Like many young people, when I was a teenager, I struggled with my self-esteem. As I said in a previous post, I spent much of my time in high school avoiding being vulnerable and staying out of the spotlight. My self-confidence had taken a sudden nosedive from the self-assured person I had been in middle school, and I felt the need to be a callous jerk in order to make up for that. As my mom watched my self-confidence level drop, she gave me one piece of advice:
“Fake it ‘til you make it.”
She said that few people have self-confidence in high school, so you just fake it until you have real self-confidence. For several years, I attempted faking self-confidence by creating distance between myself and others. I built a tough exterior and assumed that this lack of sensitivity meant that I was confident. This, along with various other influences that defined how to be popular and aloof, caused me to turn into someone that I didn’t like or recognize. Trying to fake being a confident person only made me aloof and unhappy. I decided to adopt a new motto in protest: “Be true, be you.” I think I even posted about it on Facebook back in 2011…along with every other update from my life every 2 hours.
Through college, I fully disavowed this notion of “faking it.” I was trying to be a more honest and genuine person, and in order to fake anything, I was undoing the hard work that I put in to become myself. I wore my insecurities on my sleeve, and I tried connecting with people on a human level. I didn’t want to hide my insecurities and snap at anyone who saw them anymore. I wanted to allow myself to build relationships based on respect and caring. Building relationships had always been the most important thing in my life, but now I was building them on honesty instead of fake self-confidence. That meant that my relationships could be deeper and more meaningful.
It wasn’t until very recently that I realized that my mom’s words didn’t at all mean what I thought they did. “Fake it until you make it” never meant to pretend to be confident even when you have no self-confidence whatsoever in the hope that you’ll magically gain some. What it means is to let your true self-confidence shine through even when you’re anxious. After fighting through the anxiety long enough, being confident will be second nature. I had thought that I needed to be dishonest when it came to being confident, but it doesn’t. Being confident is all about knowing your strengths and understanding how to use them. Faking it until you make it is forcing yourself to exhibit that self-confidence that you have deep down, even when you’d rather run away and hide.
Ever since I wrote my post about Relearning to Believe In Myself back in 2019, I’ve been working on my self-confidence. I used to struggle with self-confidence particularly at my job. I found myself feeling incapable and getting defensive because of it. Now that I’ve accepted that I can be confident in what I’m doing, I’m relating to people much better, and I’m much more capable. I was always able to do my job well, but I let my own insecurities stand in my way. Instead of assuming that I don’t know something and lashing out because of this lack of knowledge, I’m approaching problems with the thought that I probably do know the answer, and if I don’t, then that’s okay.
While I may be able to improve my self-confidence rather easily in some areas of my life, it can still be hard to be confident in myself when trying new things. When my ex (and editor of this blog) Josh and I started our podcast last year, I was excited to start, but I was also nervous about how it would turn out. Most podcasts don’t have long distance cohosts like ours does. Would listeners feel that distance? Would we be able to come up with the time and energy to record every week? Would we run out of topics? Would listeners even find us interesting?!
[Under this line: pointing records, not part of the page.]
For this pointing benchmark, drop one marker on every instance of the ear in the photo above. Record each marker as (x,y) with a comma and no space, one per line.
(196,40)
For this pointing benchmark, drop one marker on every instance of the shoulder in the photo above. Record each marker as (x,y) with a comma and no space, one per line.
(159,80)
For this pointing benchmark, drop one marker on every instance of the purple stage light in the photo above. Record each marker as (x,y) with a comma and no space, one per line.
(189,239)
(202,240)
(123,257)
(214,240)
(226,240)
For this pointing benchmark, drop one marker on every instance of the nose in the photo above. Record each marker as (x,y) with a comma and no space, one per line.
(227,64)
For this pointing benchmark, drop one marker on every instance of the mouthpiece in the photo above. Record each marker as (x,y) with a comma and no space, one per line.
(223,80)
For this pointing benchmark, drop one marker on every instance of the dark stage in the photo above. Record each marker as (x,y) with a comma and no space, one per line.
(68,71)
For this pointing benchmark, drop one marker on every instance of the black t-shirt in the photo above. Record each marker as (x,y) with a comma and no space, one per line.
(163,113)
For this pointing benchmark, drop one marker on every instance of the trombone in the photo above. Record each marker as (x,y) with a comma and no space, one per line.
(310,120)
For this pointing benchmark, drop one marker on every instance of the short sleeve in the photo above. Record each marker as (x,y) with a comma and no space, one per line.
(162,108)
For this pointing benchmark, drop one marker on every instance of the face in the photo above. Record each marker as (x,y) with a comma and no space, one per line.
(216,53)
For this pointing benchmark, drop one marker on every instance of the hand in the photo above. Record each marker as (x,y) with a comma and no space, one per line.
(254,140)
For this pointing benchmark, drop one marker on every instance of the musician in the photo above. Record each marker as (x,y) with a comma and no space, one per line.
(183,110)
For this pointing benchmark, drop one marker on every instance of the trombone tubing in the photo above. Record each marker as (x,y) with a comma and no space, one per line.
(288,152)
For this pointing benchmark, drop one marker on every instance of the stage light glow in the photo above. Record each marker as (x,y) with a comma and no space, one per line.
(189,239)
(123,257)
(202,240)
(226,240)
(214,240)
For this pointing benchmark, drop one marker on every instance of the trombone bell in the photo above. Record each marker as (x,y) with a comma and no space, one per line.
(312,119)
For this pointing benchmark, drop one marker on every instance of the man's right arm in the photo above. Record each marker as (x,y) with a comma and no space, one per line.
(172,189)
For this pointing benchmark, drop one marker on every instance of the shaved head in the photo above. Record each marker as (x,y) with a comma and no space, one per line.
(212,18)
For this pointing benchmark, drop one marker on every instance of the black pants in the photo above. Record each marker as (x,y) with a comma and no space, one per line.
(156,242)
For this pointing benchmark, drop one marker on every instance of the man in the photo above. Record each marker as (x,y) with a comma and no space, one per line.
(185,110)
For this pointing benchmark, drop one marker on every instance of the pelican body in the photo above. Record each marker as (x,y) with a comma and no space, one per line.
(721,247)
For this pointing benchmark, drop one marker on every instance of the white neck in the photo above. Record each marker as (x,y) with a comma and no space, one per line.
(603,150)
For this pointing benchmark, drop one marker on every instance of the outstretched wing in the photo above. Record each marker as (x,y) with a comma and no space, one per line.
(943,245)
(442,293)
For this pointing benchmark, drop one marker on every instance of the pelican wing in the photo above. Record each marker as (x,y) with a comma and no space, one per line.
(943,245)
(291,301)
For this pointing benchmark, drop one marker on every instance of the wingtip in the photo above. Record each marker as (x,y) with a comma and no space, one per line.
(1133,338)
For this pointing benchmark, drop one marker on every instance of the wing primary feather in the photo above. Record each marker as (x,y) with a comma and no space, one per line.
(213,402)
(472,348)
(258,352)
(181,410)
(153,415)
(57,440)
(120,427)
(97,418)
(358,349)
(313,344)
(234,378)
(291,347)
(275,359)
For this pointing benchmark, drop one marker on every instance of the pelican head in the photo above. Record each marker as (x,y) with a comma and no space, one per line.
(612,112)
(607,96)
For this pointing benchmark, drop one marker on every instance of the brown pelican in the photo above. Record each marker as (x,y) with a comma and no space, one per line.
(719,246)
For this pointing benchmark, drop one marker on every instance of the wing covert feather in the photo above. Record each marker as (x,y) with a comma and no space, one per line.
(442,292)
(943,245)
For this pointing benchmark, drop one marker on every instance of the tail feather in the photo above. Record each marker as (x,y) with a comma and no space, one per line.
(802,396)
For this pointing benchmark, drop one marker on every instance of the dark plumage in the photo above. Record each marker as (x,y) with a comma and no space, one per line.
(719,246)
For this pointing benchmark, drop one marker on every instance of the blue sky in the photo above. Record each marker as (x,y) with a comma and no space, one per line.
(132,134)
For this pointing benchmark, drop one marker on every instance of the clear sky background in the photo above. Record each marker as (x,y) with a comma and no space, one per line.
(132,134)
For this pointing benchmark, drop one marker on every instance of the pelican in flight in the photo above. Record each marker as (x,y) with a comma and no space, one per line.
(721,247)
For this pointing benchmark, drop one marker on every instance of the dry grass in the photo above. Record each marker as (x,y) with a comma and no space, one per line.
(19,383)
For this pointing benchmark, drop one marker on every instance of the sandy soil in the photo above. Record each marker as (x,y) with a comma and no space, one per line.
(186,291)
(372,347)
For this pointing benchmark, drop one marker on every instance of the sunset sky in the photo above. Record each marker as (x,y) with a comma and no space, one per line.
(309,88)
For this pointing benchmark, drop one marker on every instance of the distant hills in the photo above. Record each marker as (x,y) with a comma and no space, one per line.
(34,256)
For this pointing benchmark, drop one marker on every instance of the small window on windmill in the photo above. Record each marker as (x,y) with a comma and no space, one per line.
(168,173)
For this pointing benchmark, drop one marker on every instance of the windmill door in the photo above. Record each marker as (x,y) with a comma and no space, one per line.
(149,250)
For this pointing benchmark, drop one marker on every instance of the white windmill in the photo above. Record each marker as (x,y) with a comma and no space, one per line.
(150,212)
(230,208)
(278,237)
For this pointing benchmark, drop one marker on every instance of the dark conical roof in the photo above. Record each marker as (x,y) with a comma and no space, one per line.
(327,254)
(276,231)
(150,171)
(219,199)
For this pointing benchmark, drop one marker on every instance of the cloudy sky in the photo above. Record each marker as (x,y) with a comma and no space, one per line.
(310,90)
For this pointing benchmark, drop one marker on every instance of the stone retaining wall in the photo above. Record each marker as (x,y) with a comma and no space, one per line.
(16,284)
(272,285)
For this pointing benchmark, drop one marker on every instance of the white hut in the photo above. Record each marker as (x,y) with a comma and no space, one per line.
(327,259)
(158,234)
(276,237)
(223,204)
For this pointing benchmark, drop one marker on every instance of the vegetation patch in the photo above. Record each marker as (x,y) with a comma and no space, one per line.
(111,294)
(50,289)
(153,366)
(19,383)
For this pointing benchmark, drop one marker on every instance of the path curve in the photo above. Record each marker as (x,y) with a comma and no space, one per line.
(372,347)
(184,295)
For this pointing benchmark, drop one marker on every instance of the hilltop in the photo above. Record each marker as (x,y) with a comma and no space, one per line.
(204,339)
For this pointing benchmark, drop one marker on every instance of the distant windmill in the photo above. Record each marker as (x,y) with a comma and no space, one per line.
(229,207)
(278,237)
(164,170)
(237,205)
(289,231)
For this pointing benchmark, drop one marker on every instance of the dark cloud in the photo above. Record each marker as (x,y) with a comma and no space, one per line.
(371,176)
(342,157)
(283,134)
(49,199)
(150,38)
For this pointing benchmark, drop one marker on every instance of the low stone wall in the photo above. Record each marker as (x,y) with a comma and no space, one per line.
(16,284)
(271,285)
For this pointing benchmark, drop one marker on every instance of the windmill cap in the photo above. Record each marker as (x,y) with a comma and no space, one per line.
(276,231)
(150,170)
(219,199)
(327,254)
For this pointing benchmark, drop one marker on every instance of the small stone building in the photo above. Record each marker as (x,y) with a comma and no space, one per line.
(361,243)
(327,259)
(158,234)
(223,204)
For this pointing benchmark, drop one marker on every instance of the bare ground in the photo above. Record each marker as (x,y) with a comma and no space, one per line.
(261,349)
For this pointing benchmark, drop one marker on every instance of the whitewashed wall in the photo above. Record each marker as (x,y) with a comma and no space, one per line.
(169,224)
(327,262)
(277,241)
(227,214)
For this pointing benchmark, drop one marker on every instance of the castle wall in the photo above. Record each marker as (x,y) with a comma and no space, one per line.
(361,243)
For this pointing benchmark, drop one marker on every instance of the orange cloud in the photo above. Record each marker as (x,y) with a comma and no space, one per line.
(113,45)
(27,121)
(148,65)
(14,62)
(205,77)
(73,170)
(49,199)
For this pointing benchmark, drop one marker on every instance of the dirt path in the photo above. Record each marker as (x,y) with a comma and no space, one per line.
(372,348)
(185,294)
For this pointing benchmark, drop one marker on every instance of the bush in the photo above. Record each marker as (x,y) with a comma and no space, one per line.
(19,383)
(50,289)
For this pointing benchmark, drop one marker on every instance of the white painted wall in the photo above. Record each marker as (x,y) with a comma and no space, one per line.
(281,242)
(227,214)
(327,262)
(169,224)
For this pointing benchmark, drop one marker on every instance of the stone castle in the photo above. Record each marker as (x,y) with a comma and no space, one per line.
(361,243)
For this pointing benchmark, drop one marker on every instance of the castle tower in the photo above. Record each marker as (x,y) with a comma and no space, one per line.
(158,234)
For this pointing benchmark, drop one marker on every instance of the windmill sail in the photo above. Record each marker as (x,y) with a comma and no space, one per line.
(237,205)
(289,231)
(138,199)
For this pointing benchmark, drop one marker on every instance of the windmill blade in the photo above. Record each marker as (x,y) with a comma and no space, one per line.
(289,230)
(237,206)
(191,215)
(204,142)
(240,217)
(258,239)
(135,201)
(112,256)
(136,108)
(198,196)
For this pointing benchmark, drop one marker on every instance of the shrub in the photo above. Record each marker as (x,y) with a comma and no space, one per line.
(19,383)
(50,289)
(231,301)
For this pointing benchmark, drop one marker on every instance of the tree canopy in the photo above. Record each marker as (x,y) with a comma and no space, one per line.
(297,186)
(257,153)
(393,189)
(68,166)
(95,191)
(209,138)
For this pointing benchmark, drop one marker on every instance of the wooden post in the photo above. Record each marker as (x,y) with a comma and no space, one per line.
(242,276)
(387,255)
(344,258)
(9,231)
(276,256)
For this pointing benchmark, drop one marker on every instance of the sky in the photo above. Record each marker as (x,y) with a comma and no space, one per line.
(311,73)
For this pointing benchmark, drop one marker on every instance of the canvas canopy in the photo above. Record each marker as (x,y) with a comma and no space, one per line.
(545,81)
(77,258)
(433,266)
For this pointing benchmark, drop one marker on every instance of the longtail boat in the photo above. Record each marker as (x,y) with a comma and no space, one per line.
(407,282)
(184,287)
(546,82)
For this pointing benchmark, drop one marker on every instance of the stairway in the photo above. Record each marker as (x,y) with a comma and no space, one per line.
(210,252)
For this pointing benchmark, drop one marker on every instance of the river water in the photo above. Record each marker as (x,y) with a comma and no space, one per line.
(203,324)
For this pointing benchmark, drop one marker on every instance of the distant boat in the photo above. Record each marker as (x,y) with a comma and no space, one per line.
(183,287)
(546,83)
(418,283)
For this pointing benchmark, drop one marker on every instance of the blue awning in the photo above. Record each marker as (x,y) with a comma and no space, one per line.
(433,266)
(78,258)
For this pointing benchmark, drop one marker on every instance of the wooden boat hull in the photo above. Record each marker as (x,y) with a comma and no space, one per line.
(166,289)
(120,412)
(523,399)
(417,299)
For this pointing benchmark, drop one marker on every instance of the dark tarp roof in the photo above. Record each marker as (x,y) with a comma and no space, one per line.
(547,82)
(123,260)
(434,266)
When we started recording, I went from being unsure of myself to essentially being completely insecure. I adapted Mark Twain’s saying “it is better to remain silent and be thought a fool than to open one’s mouth and remove all doubt.” Although I talk very comfortably to Josh every day on the phone, I clammed up once we started recording. I felt like Rico from Hannah Montana when he tried to record a promotion for the surf shop, all happy and open, but then suddenly like a deer in headlights once the camera starts rolling. And if I tried to do anything scripted, it only got worse!
We were discussing topics that we had decided beforehand and that we liked. Why was I struggling so much? It wasn’t until I started forcing myself to be confident that I really started enjoying recording. I had well-thought-out arguments. Why shouldn’t I be loud and proud? It was then that I realized that I didn’t have to fake self-confidence in order to be confident. I knew what I was talking about, I just had to own my self-confidence and make sure to speak up. The thought of being that vulnerable and making my opinions known was daunting. I would also have to put in much more effort to speak up and make my self-confidence known, but it was work that I knew I had to do in order to make our podcast better. Plus, learning how to be more confident in myself would help me be more capable in other areas of my life and be more honest with myself and others. There’s no downside!
I would never give anyone the advice that they should be fake. I believe that self-awareness and self-acceptance are some of the most important qualities anyone can have. But owning your self-confidence doesn’t make you fake. In fact, it can only make you more genuine. Recognizing what you know and what you’re capable of is just another way to get to know yourself better and be your genuine self. Plus, self-confidence feels much better than insecurity. Who wouldn’t want to be more confident? So, unapologetically own your self-confidence. Dig down deep, find your strength, and force it out if you need to. As long as you’re being true to who you are, it’ll get easier.
Okay, so I don’t know that for sure, but I’m hoping that it will. For the both of us.